Students were figure out that based on the molar mass of benzene acid added that it affected the freezing point of Laurie acid. The freezing point of the solution is depressed because the molecules of the benzene acid allowed for the bonding of the Laurie acid molecules, therefore increasing the amount of energy needed to break the bonds and decreasing the amount of energy needed to change into a solid state. Pre-lab: The students found that the 7. 98 g of Laurie acid became solid at 43. 75 degrees Celsius. When 1. 03 g of benzene acid was added in the 7. 8 g of Laurie acid the constant for the solvent in the solution was 3. 0 degrees Celsius-keg/mol. Then based on the data we calculated the molar mass of the benzene acid to be about 122 g/mol. Procedure: Activity 1: 1. Fill a 400-ml beaker with 300 ml of water and begin heating 2. Mass 8 grams of Laurie acid to the nearest 0. 01 g, record the mass, and transfer the acid to the culture tube. 3. Clamp the culture tube too ring stand 4. Heat the Laurie acid in the water bath to a minimum of 70 degrees Celsius or until liquefied. 5. Move the clamp/tube assembly out of the water. 6. Place the thermometer in the Laurie acid. Stir gently with the thermometer until the temperature reaches 60 degrees. . As soon as the temperature of the Laurie acid reaches 60 degrees Celsius, start recording the temperature every 30 seconds. Maintain a constant stirring motion with the thermometer to ensure that the rate of cooling remains constant. 8. Continue recording data until the temperature readings remain constant over several minutes. When you see crystals of Laurie acid forming in the solution, you have reached the freezing point of Laurie acid. 9. Move the clamp/ be/thermometer assembly back into the hot water bath and liquefy the Laurie acid once again 10. Carefully remove the thermometer from the liquid Laurie acid.
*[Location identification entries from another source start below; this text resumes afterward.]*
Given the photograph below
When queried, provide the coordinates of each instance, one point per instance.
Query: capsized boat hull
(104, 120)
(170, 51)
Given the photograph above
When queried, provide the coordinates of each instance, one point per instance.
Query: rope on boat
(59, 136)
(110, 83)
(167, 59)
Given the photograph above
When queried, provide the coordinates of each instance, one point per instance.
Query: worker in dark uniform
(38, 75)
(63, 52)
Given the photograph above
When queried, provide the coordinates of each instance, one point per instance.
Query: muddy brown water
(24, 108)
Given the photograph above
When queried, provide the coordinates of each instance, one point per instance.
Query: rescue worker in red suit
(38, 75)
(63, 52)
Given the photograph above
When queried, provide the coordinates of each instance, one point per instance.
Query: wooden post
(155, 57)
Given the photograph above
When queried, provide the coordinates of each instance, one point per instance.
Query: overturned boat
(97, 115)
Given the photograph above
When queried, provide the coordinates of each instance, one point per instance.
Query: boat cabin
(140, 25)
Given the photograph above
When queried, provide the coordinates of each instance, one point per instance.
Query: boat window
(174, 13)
Allow any liquid drops of acid to fall back into the tube. Remove the thermometer and wipe it clean with a paper towel. Activity 2: 1. Mass 1 gram of benzene acid to the nearest 0. 01 g. Place the benzene acid in the culture tube that contains the Laurie acid from Activity 1. 2. Heat the benzene/Laurie acid mixture to 70 degrees or more, until it is liquefied. 3. Repeat steps 6-11 from Activity 1 . Data: Mass of Benzene

The results were precise because the students calculated a molar mass of benzene acid and it was very close to the actual amount. There may have been some errors from the experiment because the lab was lab out to be finished the next week. This could have been prevented if the lab didn’t take so long and the water actually boiled at a reasonable time. There weren’t many errors do to the simplifies of the lab but errors could have been fix with the students being more careful.